Historical Context
The martyrdom of Hermolaus and his companions belongs to the Diocletianic (Great) Persecution, the most severe of the Roman persecutions of Christians. Nicomedia, an imperial residence and a center of the persecution, was the site of mass executions of Christians; the synaxarion tradition records that some 20,000 Christians were burned alive in a church there in 303, an event commemorated separately on December 28. Hermolaus, Hermippus, and Hermocrates were among the few who survived that massacre and afterward lived in hiding in remote places.
The historical record for these figures is bound up with that of Pantaleon of Nicomedia, whose surviving acts are largely legendary. The Catholic Encyclopedia regards the miraculous lives (vitae) of Pantaleon as without value as historical sources, and the Eastern tradition differs from later Western versions — notably, the Eastern accounts lack the visible apparition of Christ in Hermolaus's form that appears in the Western tradition during Pantaleon's tortures.

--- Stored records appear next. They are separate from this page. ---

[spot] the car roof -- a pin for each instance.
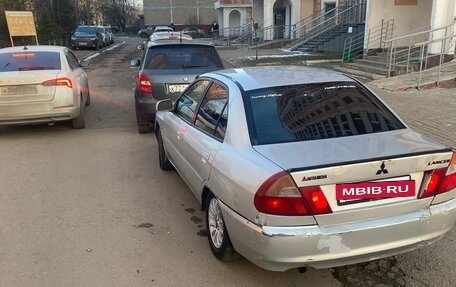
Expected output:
(169, 35)
(37, 48)
(163, 27)
(252, 78)
(178, 42)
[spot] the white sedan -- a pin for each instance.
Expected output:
(298, 166)
(42, 84)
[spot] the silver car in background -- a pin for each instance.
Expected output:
(298, 166)
(42, 84)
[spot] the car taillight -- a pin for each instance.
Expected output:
(279, 195)
(440, 180)
(143, 83)
(59, 82)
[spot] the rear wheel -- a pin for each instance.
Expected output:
(144, 125)
(79, 122)
(219, 240)
(163, 161)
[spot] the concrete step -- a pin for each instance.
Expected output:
(367, 68)
(376, 63)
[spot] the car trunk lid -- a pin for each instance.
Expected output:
(27, 86)
(391, 162)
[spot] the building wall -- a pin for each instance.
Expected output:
(164, 12)
(307, 8)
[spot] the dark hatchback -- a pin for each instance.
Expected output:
(165, 70)
(87, 37)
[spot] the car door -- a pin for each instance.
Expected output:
(200, 136)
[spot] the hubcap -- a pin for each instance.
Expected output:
(215, 221)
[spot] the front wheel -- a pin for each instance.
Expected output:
(219, 240)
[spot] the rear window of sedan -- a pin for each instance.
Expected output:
(182, 57)
(315, 111)
(29, 61)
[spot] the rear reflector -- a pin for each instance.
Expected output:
(316, 199)
(59, 82)
(143, 83)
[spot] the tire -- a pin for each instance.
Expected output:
(219, 241)
(163, 160)
(144, 126)
(79, 122)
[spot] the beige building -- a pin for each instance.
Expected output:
(188, 12)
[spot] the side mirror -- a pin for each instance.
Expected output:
(164, 105)
(83, 63)
(135, 63)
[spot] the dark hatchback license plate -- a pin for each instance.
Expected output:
(377, 189)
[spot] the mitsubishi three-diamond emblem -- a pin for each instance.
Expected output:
(382, 169)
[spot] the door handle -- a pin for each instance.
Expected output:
(205, 156)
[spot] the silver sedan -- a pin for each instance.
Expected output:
(299, 166)
(42, 84)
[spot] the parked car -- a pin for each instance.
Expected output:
(42, 84)
(299, 166)
(165, 69)
(87, 37)
(104, 32)
(194, 32)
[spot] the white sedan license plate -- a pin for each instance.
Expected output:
(176, 88)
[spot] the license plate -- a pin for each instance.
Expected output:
(176, 88)
(375, 190)
(19, 90)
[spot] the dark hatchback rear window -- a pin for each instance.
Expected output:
(182, 57)
(315, 111)
(29, 61)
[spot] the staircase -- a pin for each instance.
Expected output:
(327, 32)
(388, 56)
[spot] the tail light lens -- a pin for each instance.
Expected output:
(279, 195)
(143, 83)
(440, 180)
(59, 82)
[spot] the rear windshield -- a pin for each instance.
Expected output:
(28, 61)
(182, 57)
(86, 29)
(315, 111)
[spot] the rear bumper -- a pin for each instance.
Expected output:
(66, 108)
(282, 248)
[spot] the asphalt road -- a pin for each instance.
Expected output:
(92, 208)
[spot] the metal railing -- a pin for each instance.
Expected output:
(418, 51)
(328, 21)
(373, 39)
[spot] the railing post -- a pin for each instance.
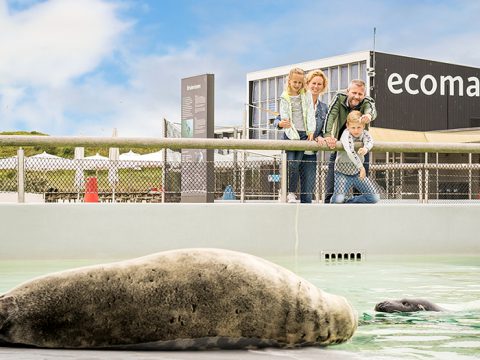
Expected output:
(317, 177)
(470, 176)
(21, 175)
(420, 185)
(242, 176)
(426, 179)
(283, 178)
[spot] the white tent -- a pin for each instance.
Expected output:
(8, 163)
(130, 156)
(45, 162)
(95, 162)
(172, 156)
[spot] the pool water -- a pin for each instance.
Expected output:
(451, 282)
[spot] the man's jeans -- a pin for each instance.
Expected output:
(294, 159)
(343, 184)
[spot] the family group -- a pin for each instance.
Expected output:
(303, 116)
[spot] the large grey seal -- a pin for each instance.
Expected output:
(191, 298)
(407, 305)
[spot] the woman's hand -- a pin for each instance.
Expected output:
(321, 141)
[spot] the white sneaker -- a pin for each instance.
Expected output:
(291, 198)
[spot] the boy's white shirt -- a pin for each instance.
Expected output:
(348, 143)
(286, 113)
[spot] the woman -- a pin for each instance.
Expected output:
(316, 83)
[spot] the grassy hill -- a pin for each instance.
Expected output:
(63, 151)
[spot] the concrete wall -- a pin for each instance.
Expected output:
(34, 231)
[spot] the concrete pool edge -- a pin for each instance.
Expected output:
(38, 231)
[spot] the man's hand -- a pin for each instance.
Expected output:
(363, 173)
(285, 123)
(331, 142)
(362, 151)
(366, 118)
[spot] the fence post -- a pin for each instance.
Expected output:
(470, 176)
(420, 185)
(283, 178)
(242, 176)
(426, 196)
(21, 175)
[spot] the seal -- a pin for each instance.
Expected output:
(407, 305)
(180, 299)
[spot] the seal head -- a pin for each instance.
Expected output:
(406, 305)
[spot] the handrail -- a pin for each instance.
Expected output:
(239, 144)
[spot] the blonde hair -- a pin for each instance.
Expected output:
(354, 117)
(297, 71)
(357, 82)
(320, 73)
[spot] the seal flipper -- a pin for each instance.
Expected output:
(7, 304)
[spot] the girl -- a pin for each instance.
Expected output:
(298, 120)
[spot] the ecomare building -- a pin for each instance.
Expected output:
(416, 99)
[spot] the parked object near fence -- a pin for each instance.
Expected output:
(398, 175)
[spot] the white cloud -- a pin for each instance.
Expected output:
(58, 41)
(53, 42)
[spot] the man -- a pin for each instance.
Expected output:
(341, 105)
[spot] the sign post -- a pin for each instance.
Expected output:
(198, 122)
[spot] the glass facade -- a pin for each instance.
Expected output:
(265, 95)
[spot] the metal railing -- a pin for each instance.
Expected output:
(242, 179)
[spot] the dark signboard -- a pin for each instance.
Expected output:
(424, 95)
(197, 122)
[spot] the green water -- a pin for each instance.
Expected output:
(453, 282)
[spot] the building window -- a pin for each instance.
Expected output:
(354, 71)
(363, 71)
(344, 77)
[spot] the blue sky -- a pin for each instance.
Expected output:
(84, 67)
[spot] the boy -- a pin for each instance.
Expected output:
(349, 170)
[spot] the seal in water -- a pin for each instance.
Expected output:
(407, 305)
(181, 299)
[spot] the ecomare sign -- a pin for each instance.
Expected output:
(428, 84)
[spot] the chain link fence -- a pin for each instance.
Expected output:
(66, 180)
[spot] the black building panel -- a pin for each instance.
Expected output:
(415, 94)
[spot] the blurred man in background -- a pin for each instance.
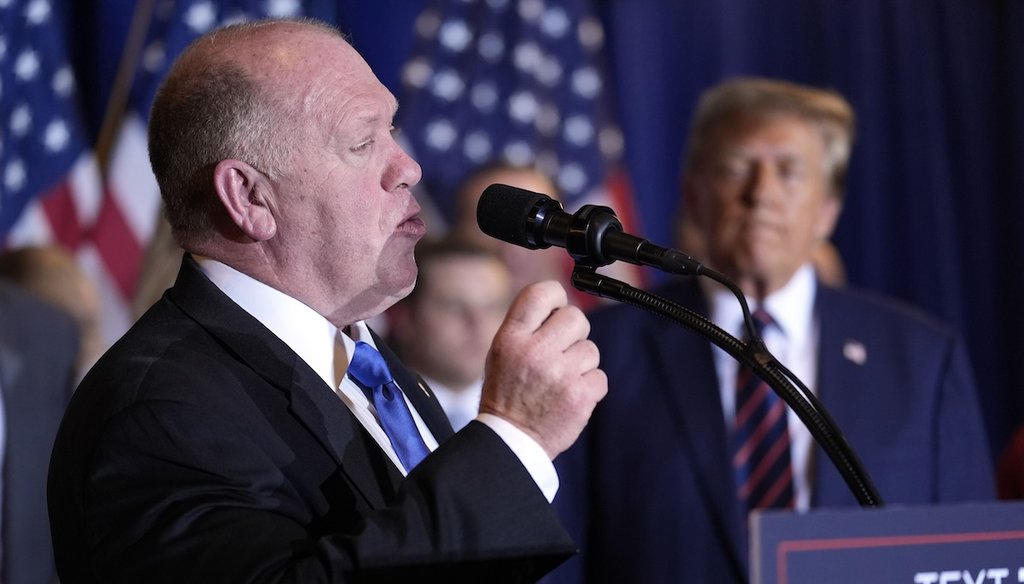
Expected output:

The Conversion of Pantaleon
Hermolaus is described in the tradition as a holy priest of the church at Nicomedia, and in later literature as a bishop of that church. He encountered the young Pantaleon — son of a Christian mother, Eubula, and a wealthy pagan father, Eustorgius — who had drifted from the faith of his childhood while pursuing medical studies and had become a physician of high standing, serving the Roman emperor.
Hermolaus challenged Pantaleon over the limits of his worldly learning. In the account preserved by St. Alphonsus Liguori (Victories of the Martyrs, 1888), Hermolaus is quoted as asking, 'But, my friend, of what use are all thy acquirements in this art, since thou art ignorant of the science of salvation?', convincing him that Christ was the better physician. Through this counsel Pantaleon returned to the Christian faith, which he afterward confirmed by healing, distributing his inherited wealth to the poor, and ultimately by martyrdom.
By the tradition, Hermolaus remained alive while Pantaleon's torture was under way and was himself martyred, together with his two companions Hermippus and Hermocrates, only shortly before Pantaleon was beheaded.